Effectivement, il y a beaucoup de cadres de recherche dans lesquels les assistants de recherche sont impliqués : des recherches initiées par des Organisations Non-Gouvernementales, internationales et nationales, par des Universités du Nord tout comme celles du Sud, ainsi que par des projets individuels des chercheurs. Souvent, las assistants jouent un rôle clé dans plusieurs dimensions des projets de recherche : au moment de facilitation de l’accès aux zones de recherche, dans l’interaction avec les populations impliquées, pendant les moments d’analyse des données, etc. Cependant, une dimension qui n’est pas encore suffisamment traitée est celle des contrats de recherche qui engagent ces assistants de recherche.

En effet, dans le cadre de recherches impliquant des assistants de recherche, la plupart des contrats de recherches ou des arrangements conclus entre les deux parties sont des contrats bénévoles ou bien informels. Ainsi, en cas de contestation, l’assistant de recherche n’a pas une base ferme pour revendiquer ses droits.

Ensuite, même en cas de contrat de recherche formel, il y a souvent des lacunes au niveau du contenu. Certains chercheurs travaillant dans les zones en conflits ont montré que les prévisions financières pour des imprévus de terrain sont insuffisantes, parfois même inexistantes. Par exemple, certains collègues assistants de recherche ont témoigné qu’il est souvent arrivé qu’ils soient obligés de toucher dans leurs propres poches pour compenser des frais de terrains sans qu’ils puissent ensuite être remboursés.

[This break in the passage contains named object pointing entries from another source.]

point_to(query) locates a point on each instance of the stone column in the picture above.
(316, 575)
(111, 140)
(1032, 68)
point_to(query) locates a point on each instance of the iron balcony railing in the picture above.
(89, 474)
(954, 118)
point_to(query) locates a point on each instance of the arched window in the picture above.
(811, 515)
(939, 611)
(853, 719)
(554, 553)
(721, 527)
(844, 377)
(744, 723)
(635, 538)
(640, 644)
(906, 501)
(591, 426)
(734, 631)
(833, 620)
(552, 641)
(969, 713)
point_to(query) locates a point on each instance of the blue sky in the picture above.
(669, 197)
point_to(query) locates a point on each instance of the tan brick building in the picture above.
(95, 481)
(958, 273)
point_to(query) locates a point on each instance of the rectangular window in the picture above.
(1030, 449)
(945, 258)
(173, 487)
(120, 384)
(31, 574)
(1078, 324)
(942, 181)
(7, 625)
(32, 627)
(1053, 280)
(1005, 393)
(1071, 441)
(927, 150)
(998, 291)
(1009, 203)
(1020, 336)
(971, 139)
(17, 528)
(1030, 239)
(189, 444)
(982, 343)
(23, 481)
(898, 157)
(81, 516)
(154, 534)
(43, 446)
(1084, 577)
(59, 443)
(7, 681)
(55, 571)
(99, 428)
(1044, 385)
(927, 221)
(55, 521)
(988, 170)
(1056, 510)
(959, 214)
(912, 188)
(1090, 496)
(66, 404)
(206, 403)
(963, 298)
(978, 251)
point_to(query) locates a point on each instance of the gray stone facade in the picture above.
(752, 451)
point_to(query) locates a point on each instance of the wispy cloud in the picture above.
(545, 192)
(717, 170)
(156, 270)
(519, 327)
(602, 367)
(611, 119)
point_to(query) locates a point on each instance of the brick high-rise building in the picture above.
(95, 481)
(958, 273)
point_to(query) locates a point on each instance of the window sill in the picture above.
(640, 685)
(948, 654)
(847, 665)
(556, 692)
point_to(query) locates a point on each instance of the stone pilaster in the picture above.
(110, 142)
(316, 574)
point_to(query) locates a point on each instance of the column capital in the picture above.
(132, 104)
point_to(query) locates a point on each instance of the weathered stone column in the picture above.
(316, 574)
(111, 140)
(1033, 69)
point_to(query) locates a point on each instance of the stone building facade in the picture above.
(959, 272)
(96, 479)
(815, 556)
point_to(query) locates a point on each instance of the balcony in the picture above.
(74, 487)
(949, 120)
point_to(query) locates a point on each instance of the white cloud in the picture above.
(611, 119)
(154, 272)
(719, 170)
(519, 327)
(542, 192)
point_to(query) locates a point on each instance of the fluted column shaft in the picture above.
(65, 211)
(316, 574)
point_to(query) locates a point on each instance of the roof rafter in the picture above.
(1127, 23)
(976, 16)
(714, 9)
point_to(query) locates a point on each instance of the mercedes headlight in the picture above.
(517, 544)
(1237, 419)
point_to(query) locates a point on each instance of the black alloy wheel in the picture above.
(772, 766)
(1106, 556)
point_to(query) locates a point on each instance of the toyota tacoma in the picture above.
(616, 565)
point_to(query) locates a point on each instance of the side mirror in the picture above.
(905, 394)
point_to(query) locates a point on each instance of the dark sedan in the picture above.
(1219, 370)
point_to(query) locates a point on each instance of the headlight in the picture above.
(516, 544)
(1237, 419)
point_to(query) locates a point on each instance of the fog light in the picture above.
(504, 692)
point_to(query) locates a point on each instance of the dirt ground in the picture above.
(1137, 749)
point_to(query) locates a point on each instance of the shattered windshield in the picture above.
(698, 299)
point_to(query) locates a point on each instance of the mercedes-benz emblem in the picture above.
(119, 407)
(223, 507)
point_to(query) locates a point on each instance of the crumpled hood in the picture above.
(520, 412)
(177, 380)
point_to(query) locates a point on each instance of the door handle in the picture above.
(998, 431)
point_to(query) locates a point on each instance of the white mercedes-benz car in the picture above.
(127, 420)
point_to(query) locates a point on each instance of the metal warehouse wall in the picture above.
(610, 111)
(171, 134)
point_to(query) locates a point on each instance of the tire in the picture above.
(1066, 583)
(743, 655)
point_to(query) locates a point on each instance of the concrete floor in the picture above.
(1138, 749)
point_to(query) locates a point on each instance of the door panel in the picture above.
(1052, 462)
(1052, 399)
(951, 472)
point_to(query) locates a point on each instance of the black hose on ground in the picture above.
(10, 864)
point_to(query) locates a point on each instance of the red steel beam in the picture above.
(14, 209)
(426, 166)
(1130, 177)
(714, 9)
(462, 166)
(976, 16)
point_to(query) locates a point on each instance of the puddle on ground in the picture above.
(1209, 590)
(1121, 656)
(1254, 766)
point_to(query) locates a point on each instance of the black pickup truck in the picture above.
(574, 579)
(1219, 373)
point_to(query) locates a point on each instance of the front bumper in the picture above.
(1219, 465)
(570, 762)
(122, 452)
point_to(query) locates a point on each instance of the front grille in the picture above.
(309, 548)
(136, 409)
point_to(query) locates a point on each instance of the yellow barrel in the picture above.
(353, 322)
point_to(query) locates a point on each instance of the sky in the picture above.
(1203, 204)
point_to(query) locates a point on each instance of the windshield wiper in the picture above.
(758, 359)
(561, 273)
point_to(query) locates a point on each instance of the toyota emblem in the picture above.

De plus, les contrats de recherche ne prévoient souvent aucune clause sur la sécurité physique, et encore moins la sécurité mentale du chercheur. La responsabilité pour ces aspects est mise au niveau du chercheur individuel lui-même. Comme une chercheuse nous a témoigné : « Lors d’une recherche à Walungu, j’ai signé un contrat de recherche mais malheureusement rien n’était dit en rapport avec ma sécurité ni la prime de risque. Nous allions dans les zones rouges à nos risques et périls. » En cas de problème, le chercheur local se sent souvent très seul sur son terrain. Il ne sait pas non plus ce que le coordinateur du projet prendrait en charge si par exemple la situation venait à occasionner des dépenses. Par exemple, un collègue assistant de recherche nous a raconté comment son chemin de retour du terrain avait une fois été bloqué par un groupe armé. N’ayant aucun choix, il a dû passer par la zone de front car il ne savait pas si les frais (relativement considérables) d’un trajet plus sécurisé aurait été pris en charge par le projet qui l’employait.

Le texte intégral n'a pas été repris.